Trend followers were not just short, they were aggressively short with profits reinvested back into additional short crude oil positions. On the other hand, MG has no apparent strategy. They refuse to take a loss early on. The whole MG debacle would have been a footnote in trading history if they had simply exited after the July losses.

The Late November and December Route

Moving through October and November, the situation culminates in MG’s near corporate destruction. Crude oil begins its final descent in late November and into December. At this time MG management closes out of all of their trades that fueled the November and December crash. Trend followers are still short from the May, June and July period and raking in profits at the expense of one ill-fated firm.

Ultimately all good trend following must come to an end. Trend followers would eventually need to begin their crude oil futures exit. The exit came sooner than later as January 1994 proved to be the month of trend followers’ liquidation. Look at the performance of January 94. All trend followers lost for the month as they extricated themselves from their history making winning crude oil trades of 1993.

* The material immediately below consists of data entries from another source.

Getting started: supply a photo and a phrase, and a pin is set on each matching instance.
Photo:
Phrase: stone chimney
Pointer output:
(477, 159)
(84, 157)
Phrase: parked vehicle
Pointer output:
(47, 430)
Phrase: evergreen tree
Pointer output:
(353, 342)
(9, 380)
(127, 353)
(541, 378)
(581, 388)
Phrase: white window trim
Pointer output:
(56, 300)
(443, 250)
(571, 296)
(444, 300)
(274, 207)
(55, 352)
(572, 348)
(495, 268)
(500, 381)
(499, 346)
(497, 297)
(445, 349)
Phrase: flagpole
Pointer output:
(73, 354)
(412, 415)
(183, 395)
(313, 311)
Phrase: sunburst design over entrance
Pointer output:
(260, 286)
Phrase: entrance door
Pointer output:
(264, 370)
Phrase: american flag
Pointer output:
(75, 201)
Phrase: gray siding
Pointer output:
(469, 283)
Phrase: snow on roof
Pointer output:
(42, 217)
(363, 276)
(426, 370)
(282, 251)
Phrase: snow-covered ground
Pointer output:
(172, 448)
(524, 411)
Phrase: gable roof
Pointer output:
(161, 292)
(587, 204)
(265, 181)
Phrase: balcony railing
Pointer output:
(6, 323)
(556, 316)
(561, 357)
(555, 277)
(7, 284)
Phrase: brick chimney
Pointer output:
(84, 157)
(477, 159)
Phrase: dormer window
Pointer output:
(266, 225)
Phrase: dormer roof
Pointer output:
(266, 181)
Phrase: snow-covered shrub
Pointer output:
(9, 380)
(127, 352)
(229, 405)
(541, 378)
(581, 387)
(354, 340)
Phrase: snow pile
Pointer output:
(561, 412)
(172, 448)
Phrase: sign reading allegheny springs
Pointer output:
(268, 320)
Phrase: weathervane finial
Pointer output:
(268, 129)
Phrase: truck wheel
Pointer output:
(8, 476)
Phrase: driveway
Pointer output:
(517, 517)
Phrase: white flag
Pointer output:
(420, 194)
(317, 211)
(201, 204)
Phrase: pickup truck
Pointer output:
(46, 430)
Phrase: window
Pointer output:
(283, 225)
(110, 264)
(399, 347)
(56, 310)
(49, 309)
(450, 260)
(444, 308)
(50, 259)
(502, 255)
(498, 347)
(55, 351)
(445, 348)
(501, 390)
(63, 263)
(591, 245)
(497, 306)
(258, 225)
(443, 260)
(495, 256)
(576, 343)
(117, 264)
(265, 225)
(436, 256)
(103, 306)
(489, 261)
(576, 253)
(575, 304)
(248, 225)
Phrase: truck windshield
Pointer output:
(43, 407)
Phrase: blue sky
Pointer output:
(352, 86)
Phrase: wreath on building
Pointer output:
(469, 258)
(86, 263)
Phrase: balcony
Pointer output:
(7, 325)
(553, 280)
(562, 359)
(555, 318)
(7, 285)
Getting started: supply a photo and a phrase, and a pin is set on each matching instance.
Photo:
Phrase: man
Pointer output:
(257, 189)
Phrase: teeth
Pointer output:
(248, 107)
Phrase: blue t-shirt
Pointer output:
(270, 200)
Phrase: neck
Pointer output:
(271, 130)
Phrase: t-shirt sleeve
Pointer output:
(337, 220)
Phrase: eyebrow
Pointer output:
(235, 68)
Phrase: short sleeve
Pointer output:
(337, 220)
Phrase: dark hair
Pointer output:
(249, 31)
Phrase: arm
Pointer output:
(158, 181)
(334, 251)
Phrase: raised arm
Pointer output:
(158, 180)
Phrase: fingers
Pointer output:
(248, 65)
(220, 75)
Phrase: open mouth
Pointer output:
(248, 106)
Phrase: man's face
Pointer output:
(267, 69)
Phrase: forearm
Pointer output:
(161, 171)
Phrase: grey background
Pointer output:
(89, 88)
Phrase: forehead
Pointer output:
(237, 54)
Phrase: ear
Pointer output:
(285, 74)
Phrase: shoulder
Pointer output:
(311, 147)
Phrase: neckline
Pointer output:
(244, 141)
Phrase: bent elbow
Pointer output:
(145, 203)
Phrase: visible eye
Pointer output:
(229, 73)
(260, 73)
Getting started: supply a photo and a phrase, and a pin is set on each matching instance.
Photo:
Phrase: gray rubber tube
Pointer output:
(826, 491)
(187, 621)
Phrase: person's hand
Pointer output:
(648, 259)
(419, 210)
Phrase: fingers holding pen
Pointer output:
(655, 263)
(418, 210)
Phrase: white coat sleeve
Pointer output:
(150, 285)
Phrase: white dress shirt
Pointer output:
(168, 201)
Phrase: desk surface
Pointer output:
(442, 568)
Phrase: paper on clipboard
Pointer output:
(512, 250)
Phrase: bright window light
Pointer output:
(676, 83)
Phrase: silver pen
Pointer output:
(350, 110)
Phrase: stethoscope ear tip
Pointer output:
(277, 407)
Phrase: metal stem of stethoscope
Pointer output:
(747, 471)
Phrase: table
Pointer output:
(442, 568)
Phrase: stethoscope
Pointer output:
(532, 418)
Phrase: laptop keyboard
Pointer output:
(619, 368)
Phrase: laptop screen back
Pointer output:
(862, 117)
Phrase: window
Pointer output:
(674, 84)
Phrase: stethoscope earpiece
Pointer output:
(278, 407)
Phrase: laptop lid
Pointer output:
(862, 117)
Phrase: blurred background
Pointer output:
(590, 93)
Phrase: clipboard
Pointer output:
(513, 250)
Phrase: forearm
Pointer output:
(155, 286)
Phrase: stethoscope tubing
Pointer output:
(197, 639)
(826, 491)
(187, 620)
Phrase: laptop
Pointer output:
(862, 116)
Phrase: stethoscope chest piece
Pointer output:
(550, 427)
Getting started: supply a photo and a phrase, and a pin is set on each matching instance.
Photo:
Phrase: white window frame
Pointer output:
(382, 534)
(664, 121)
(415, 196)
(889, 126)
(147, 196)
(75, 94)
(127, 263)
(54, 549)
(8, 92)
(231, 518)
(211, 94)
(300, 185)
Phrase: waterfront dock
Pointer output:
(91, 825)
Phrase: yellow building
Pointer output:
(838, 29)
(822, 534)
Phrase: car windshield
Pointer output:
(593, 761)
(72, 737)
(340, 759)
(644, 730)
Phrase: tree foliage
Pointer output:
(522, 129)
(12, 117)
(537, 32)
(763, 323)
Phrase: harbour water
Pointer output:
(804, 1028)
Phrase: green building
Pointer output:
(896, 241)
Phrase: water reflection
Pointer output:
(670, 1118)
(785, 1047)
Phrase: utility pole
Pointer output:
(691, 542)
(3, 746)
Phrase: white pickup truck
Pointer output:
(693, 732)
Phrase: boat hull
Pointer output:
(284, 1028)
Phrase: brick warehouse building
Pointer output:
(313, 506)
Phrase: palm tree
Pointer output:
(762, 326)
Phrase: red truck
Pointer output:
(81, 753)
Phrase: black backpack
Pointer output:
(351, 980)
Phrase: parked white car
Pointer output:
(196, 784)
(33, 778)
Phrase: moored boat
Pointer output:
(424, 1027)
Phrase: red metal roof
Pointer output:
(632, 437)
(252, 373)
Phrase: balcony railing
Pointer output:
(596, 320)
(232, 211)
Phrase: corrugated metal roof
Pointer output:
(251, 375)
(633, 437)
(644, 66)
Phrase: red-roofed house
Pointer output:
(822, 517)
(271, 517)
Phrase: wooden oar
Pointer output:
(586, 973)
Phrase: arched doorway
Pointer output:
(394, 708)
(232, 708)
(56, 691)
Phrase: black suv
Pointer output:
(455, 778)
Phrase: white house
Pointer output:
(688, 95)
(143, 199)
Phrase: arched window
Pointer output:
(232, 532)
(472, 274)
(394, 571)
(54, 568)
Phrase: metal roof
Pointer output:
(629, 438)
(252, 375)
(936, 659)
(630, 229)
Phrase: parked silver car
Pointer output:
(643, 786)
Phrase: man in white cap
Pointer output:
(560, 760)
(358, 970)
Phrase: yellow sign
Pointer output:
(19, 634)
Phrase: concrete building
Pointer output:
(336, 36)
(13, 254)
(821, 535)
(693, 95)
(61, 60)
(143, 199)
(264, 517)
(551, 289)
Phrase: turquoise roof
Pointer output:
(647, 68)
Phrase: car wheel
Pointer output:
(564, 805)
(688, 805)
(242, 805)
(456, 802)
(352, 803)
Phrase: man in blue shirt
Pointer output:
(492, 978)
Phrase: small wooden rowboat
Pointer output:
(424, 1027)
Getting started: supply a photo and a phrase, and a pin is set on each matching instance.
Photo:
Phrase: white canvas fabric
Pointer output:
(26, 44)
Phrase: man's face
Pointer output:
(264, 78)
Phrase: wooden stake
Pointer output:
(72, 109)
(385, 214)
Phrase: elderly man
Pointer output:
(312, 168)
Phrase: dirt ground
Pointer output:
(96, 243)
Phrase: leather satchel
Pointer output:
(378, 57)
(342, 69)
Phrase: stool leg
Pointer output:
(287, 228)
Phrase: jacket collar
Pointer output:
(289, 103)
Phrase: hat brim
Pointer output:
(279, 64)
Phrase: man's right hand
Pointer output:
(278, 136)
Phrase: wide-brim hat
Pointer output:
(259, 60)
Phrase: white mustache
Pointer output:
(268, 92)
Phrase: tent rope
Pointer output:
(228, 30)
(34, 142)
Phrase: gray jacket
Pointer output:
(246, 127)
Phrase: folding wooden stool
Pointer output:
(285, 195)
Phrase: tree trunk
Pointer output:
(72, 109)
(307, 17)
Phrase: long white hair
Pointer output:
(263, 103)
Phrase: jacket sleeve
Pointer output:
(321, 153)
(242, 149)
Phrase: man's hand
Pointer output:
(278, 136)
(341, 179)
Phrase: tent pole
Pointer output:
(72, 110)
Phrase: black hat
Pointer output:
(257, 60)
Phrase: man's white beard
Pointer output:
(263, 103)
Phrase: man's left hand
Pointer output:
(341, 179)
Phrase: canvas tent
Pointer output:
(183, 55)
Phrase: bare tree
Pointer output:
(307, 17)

Performance Chart Returns % 1993
Abraham Trading (Turtle 2nd gen) 33.6
Chesapeake Capital 61.8
EMC 64.2
JPD 23.3
Rabar Market Research 49.7
Saxon 52.6
Sjo 8.9

Conclusions

Trend followers reacted to crude oil movements with a steady plan of systematic trading. They played short to MG’s long.

The MG example, with trend followers winning, is not 20/20 hindsight. Trend followers make money in the same months in the same stocks, commodities and currencies by employing consistently their trend following systems. Scandals and rogue traders in the trading game come and go, but trend following continues to produce great profits by taking advantage of other traders’ poor strategies.